Но вернемся обратно к «Истории» Курбского. Его набеговая операция, если верить псковским летописям, началась после Троицы, которая в 1560 г. пришлась на 2 июня (правда, Реннер датирует вторжение русского отряда в пределы Йервенского фогства 27 мая, отмечая, что неприятель сжег и разграбил ряд поселений и хуторов в трех милях от Вайсенштайна). Если верить его «Истории», то князь дважды на протяжении месяца ходил в Ливонию — «первыи под Белый камень (Вайссенштайн, Пайда. — В. П.), от Дерпта осмьнадесять миль, на зело богатые волости», где побил 4 конных и 5 пеших ротфенлейнов во главе с самим Кеттлером (довольно странное утверждение, если учесть, что, побывав в конце апреля 1560 г. в Ревеле, с мая и до конца сентября Кеттлер путешествовал между Ригой и Динамюнде, изредка наведываясь в Ашераден и Пернау.

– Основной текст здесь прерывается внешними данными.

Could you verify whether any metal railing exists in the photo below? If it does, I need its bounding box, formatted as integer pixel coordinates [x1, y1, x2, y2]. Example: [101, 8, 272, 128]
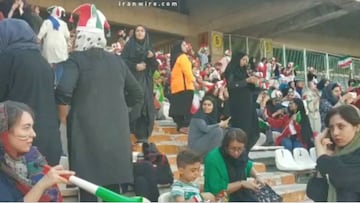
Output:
[224, 34, 360, 88]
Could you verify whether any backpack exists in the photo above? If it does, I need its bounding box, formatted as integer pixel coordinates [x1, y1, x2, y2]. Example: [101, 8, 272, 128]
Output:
[143, 143, 174, 185]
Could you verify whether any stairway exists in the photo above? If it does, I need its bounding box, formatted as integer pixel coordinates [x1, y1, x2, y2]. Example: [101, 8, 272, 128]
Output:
[62, 121, 311, 202]
[131, 121, 308, 202]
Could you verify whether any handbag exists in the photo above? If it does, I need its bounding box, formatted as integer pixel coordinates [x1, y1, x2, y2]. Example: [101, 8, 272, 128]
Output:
[306, 173, 329, 202]
[250, 184, 283, 202]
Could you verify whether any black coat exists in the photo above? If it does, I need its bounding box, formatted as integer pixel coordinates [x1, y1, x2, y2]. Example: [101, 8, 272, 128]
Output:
[56, 48, 143, 185]
[225, 52, 260, 152]
[317, 147, 360, 202]
[121, 38, 158, 137]
[0, 49, 61, 165]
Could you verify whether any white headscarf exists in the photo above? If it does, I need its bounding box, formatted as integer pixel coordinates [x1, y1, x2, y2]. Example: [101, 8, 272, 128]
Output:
[74, 30, 106, 51]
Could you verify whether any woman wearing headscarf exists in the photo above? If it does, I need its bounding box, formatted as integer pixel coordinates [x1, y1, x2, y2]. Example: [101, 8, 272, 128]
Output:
[0, 19, 62, 165]
[320, 83, 354, 130]
[121, 25, 158, 142]
[225, 52, 260, 151]
[303, 82, 321, 133]
[0, 101, 74, 202]
[320, 83, 341, 130]
[169, 41, 195, 133]
[56, 4, 143, 201]
[307, 105, 360, 202]
[188, 96, 229, 157]
[204, 129, 264, 202]
[37, 6, 70, 64]
[276, 98, 314, 151]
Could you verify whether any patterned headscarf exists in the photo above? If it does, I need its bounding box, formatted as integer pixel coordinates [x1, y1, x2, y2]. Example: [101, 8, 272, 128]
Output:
[74, 30, 106, 51]
[0, 102, 63, 202]
[0, 103, 9, 136]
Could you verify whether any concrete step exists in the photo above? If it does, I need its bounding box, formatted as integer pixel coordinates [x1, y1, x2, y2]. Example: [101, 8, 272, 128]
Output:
[248, 171, 296, 186]
[272, 184, 309, 202]
[131, 132, 188, 144]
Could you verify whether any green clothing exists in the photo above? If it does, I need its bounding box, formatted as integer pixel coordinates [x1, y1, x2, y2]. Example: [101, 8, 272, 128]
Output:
[204, 148, 253, 196]
[170, 180, 203, 202]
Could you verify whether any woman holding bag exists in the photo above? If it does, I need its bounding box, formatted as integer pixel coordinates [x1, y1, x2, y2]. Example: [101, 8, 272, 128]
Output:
[169, 41, 195, 133]
[307, 105, 360, 202]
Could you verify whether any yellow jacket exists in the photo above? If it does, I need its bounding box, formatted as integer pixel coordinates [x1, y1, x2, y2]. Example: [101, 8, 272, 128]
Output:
[171, 54, 195, 94]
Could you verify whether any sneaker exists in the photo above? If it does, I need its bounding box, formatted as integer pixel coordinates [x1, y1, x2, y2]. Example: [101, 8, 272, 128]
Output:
[179, 127, 189, 134]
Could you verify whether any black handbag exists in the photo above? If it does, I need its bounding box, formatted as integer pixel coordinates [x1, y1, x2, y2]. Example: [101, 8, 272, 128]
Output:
[250, 184, 283, 202]
[306, 174, 329, 202]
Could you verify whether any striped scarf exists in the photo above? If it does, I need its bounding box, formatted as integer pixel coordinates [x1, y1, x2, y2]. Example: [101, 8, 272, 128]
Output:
[0, 146, 63, 202]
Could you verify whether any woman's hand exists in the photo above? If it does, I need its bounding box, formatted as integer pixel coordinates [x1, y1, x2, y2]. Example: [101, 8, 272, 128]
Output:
[219, 117, 231, 128]
[39, 165, 75, 190]
[11, 1, 20, 11]
[255, 176, 267, 186]
[241, 180, 261, 191]
[314, 128, 334, 157]
[147, 50, 154, 58]
[136, 62, 146, 71]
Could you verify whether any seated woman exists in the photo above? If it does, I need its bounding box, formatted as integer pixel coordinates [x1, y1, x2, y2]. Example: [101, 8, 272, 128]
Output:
[307, 105, 360, 202]
[204, 128, 263, 202]
[0, 101, 75, 202]
[275, 98, 314, 151]
[188, 96, 229, 157]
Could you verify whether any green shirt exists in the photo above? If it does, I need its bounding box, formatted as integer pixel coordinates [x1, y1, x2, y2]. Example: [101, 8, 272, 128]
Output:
[204, 148, 253, 200]
[170, 180, 203, 202]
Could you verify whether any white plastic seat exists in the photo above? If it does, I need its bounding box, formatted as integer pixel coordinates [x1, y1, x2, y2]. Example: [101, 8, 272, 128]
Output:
[310, 147, 317, 163]
[293, 147, 316, 170]
[158, 192, 170, 202]
[255, 133, 266, 146]
[275, 149, 304, 171]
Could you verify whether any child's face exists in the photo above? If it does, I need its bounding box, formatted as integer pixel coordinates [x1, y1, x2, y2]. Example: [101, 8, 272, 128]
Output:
[179, 162, 201, 182]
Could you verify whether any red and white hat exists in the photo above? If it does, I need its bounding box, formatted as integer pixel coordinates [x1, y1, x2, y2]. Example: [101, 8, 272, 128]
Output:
[46, 6, 65, 18]
[69, 3, 110, 35]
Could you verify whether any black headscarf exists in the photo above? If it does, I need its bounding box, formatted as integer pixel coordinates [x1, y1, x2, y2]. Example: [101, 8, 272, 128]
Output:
[0, 18, 40, 53]
[220, 128, 249, 201]
[225, 52, 248, 80]
[291, 98, 314, 148]
[170, 40, 184, 70]
[193, 97, 218, 125]
[321, 83, 339, 105]
[316, 78, 329, 91]
[122, 25, 154, 63]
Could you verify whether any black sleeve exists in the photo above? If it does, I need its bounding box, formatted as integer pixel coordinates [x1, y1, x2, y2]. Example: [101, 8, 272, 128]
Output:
[121, 58, 144, 107]
[317, 153, 360, 191]
[0, 54, 13, 101]
[226, 73, 248, 89]
[55, 59, 79, 105]
[120, 44, 137, 72]
[146, 53, 159, 75]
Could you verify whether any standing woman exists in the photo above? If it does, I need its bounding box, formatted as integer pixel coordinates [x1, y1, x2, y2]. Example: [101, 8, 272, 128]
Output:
[56, 4, 144, 202]
[169, 41, 195, 133]
[0, 19, 62, 165]
[188, 96, 229, 157]
[225, 52, 260, 152]
[121, 25, 158, 142]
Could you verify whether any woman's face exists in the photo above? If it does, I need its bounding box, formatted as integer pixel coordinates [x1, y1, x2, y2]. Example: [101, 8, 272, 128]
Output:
[290, 82, 295, 88]
[227, 140, 245, 159]
[240, 56, 249, 67]
[202, 100, 214, 114]
[332, 87, 341, 98]
[329, 114, 359, 147]
[289, 101, 298, 112]
[9, 112, 36, 154]
[135, 26, 146, 40]
[288, 89, 295, 99]
[181, 41, 188, 53]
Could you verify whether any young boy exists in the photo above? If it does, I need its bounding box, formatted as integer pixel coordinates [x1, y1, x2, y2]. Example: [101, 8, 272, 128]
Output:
[170, 150, 215, 202]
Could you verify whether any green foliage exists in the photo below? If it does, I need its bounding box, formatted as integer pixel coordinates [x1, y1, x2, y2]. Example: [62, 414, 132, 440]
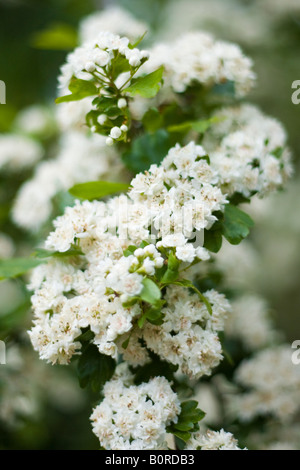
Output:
[168, 117, 220, 134]
[33, 245, 83, 259]
[30, 23, 78, 50]
[161, 251, 180, 284]
[69, 181, 129, 200]
[122, 129, 173, 173]
[140, 277, 161, 305]
[123, 67, 164, 98]
[222, 204, 254, 245]
[204, 204, 254, 253]
[55, 77, 98, 104]
[167, 400, 205, 442]
[77, 344, 116, 393]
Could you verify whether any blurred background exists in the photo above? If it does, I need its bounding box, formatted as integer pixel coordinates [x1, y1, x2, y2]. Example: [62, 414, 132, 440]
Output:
[0, 0, 300, 449]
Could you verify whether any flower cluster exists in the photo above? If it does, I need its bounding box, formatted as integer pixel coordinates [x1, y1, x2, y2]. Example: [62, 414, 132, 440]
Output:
[145, 32, 255, 96]
[228, 345, 300, 422]
[129, 142, 226, 246]
[30, 143, 227, 364]
[91, 364, 180, 450]
[204, 104, 292, 197]
[79, 6, 148, 44]
[186, 429, 246, 450]
[59, 31, 149, 91]
[12, 131, 123, 231]
[142, 286, 230, 378]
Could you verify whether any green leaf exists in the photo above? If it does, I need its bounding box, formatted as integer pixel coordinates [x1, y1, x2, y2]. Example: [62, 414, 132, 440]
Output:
[77, 344, 116, 393]
[55, 77, 98, 104]
[33, 245, 83, 259]
[167, 400, 205, 442]
[0, 258, 44, 281]
[167, 117, 222, 134]
[122, 129, 176, 173]
[124, 67, 164, 98]
[30, 23, 78, 51]
[222, 204, 254, 245]
[140, 277, 161, 305]
[69, 181, 129, 200]
[138, 313, 147, 329]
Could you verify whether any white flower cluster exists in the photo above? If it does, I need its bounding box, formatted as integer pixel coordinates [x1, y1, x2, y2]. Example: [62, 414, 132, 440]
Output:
[0, 134, 44, 172]
[186, 429, 246, 450]
[58, 32, 149, 94]
[12, 131, 123, 231]
[142, 286, 230, 379]
[30, 143, 227, 366]
[79, 6, 148, 44]
[228, 345, 300, 422]
[144, 32, 255, 96]
[91, 363, 180, 450]
[225, 294, 278, 351]
[129, 142, 226, 246]
[203, 104, 292, 197]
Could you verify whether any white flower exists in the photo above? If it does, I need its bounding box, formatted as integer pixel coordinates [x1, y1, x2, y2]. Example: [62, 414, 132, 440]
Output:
[186, 429, 246, 450]
[110, 126, 122, 139]
[91, 364, 180, 450]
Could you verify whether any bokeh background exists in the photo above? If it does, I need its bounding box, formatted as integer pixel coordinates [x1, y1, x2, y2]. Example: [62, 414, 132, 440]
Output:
[0, 0, 300, 449]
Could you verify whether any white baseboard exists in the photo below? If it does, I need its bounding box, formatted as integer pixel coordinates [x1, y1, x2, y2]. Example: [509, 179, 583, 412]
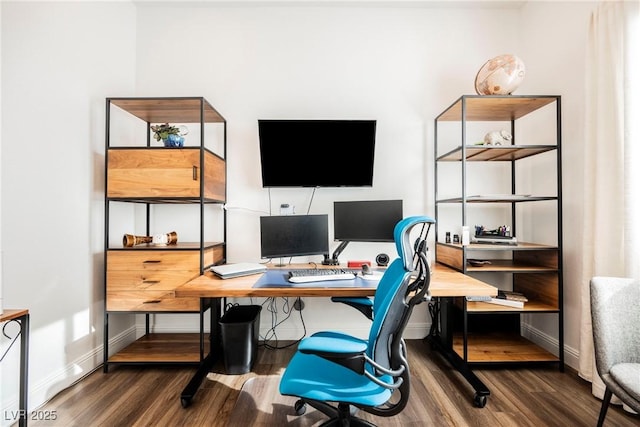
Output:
[1, 326, 136, 427]
[522, 323, 580, 370]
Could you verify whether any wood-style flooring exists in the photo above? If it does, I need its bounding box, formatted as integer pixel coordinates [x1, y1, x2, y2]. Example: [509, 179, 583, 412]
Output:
[29, 340, 640, 427]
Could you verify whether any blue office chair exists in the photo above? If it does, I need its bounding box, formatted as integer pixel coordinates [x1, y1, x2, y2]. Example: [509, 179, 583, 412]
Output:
[280, 216, 435, 426]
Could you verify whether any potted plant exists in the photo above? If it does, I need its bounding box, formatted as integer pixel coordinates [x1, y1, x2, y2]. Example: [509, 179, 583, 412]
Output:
[151, 123, 188, 147]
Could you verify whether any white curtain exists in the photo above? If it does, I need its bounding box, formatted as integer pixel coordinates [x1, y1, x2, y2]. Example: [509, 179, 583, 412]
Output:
[579, 0, 640, 408]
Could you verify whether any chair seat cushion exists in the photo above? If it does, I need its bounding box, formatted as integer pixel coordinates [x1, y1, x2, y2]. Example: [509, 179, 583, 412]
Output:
[280, 342, 393, 406]
[609, 363, 640, 401]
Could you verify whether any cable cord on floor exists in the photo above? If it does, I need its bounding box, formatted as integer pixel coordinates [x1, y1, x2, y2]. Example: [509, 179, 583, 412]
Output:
[261, 297, 307, 350]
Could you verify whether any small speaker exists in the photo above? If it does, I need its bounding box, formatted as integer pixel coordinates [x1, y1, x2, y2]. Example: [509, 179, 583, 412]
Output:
[376, 254, 389, 267]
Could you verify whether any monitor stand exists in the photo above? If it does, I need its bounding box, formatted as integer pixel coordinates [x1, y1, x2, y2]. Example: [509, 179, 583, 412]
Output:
[322, 240, 349, 265]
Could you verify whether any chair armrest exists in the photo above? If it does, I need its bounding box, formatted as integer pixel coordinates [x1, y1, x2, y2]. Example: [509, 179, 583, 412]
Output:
[331, 297, 373, 320]
[298, 334, 367, 374]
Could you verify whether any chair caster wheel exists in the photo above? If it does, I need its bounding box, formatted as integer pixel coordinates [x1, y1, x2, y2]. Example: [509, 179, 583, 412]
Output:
[473, 393, 487, 408]
[180, 397, 191, 408]
[293, 399, 307, 415]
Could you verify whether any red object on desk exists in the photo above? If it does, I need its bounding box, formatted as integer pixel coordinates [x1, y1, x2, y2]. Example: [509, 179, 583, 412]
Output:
[347, 261, 371, 268]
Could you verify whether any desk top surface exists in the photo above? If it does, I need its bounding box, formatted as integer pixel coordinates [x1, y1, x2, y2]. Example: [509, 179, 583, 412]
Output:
[176, 264, 497, 298]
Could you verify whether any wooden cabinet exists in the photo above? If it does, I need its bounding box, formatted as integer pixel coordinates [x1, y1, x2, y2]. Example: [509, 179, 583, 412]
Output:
[104, 97, 226, 371]
[434, 95, 564, 369]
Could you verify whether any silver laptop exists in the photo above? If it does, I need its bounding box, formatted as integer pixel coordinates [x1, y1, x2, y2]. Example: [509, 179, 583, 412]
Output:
[209, 262, 267, 279]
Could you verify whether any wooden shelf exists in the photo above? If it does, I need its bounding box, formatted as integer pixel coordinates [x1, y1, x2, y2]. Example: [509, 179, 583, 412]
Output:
[467, 300, 558, 313]
[438, 242, 558, 251]
[436, 195, 557, 203]
[437, 145, 558, 162]
[109, 333, 204, 363]
[467, 259, 558, 273]
[108, 97, 225, 123]
[436, 95, 557, 122]
[453, 333, 559, 363]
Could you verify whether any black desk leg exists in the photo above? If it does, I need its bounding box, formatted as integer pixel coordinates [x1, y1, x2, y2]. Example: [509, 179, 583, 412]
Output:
[180, 298, 222, 408]
[18, 313, 29, 427]
[427, 298, 491, 408]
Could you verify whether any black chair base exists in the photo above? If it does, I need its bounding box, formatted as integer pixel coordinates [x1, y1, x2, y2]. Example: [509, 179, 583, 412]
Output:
[295, 399, 376, 427]
[598, 387, 612, 427]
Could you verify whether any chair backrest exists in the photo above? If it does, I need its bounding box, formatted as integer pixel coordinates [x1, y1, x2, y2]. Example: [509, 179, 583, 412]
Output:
[368, 216, 435, 369]
[590, 277, 640, 375]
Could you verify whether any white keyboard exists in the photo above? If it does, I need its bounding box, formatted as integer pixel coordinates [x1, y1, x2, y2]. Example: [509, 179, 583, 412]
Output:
[289, 268, 356, 283]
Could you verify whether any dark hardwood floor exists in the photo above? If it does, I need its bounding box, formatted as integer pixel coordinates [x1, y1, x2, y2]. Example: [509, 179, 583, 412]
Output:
[29, 340, 640, 427]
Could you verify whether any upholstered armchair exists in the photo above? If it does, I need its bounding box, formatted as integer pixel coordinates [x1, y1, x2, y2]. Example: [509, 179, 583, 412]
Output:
[590, 277, 640, 426]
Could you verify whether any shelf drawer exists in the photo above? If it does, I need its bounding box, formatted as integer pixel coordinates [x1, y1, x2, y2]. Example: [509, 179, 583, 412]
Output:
[107, 289, 200, 312]
[107, 148, 226, 201]
[107, 250, 202, 272]
[107, 270, 200, 291]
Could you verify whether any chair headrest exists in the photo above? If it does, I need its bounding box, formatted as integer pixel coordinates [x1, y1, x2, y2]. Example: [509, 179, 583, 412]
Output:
[393, 215, 436, 271]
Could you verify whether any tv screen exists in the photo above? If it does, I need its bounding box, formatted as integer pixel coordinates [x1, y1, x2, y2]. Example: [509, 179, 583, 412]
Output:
[258, 120, 376, 187]
[260, 215, 329, 258]
[333, 200, 402, 242]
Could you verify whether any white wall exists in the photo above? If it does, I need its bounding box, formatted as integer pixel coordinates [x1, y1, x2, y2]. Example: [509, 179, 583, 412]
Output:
[131, 3, 518, 338]
[0, 2, 136, 424]
[1, 2, 591, 422]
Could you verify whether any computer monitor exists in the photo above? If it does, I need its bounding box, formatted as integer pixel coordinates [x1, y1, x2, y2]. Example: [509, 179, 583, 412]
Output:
[260, 215, 329, 258]
[333, 200, 402, 242]
[323, 200, 402, 265]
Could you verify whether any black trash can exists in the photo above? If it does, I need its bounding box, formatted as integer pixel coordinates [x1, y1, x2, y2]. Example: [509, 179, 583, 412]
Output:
[220, 305, 262, 375]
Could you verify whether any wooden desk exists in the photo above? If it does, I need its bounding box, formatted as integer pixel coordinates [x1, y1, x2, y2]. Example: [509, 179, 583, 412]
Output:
[176, 264, 497, 298]
[175, 264, 497, 408]
[0, 309, 29, 427]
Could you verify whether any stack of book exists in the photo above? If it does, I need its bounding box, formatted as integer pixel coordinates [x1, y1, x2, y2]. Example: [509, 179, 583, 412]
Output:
[471, 234, 518, 245]
[485, 290, 529, 308]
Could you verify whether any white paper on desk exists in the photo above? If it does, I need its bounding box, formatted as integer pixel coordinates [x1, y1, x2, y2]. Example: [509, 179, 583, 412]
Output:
[358, 273, 383, 282]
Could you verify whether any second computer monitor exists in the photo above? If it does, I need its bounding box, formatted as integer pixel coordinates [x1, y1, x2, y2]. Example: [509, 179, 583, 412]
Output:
[333, 200, 402, 242]
[260, 215, 329, 258]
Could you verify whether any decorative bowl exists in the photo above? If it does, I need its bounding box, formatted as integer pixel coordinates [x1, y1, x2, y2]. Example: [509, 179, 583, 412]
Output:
[476, 54, 525, 95]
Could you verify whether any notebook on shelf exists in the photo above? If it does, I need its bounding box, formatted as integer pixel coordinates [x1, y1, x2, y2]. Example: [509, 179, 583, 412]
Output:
[209, 262, 267, 279]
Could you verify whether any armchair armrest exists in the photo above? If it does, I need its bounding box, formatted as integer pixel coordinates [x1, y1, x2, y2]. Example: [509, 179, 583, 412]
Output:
[298, 334, 367, 374]
[331, 297, 373, 320]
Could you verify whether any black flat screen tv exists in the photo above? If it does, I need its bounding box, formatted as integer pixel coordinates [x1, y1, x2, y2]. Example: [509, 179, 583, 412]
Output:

К тому же в изложении Реннера выходит, что 12 июня под Оберпаленом 4 роты кнехтов «взяли в оборот» русский отряд, положив на месте 20 русских. Кто кого победил — наверно, сегодня одному Богу известно. — В. П.). Спустя полторы недели после побиения «маистра» Курбский отправился во второй набег, на этот раз к Феллину (по данным Реннера — 23–24 июня). Под его стенами он разбил старого магистра Фюрстенберга, после чего «возвратихомся с великим богатствы и корыстьми» в Юрьев-Дерпт. Всего же, заявлял потом Курбский, он «седм, або осемь крат того лета битв имехом великих и малых, и везде за Божиею помощию, одоление получахом…» [320].

Вне зависимости от того, насколько успешно действовал Курбский, семь или восемь побед над «германами» он одержал или же меньше, действия его «лехкой» рати померкли на фоне того, что случилось спустя некоторое время после его возвращения из набегов. Русская летопись (явно составлявшаяся с широким использованием разрядных записей и прочих официальных документов) сообщает, что «того же месяца (в мае 1560 г. — В. П.) отпустил государь в Немцы воиною и з болшим нарядом к городом бояр своих и воевод за их (ливонцев. — В. П.) многие неправды и за порушение крестьянские веры и возжжение образов божиих, и святых всех (любопытный пассаж — выходит, что русские полки отправлялись в своего рода крестовый поход! — В. П.) и за все их неисправление пред государем и за то, что королю городки многие позакладывал и поздовал и сам (явно речь идет о магистре Г. Кеттлере. — В. П.) х королю ездил и со всею землею прикладывался и против государевы рати помочь емлет и из Заморья наимует» [321].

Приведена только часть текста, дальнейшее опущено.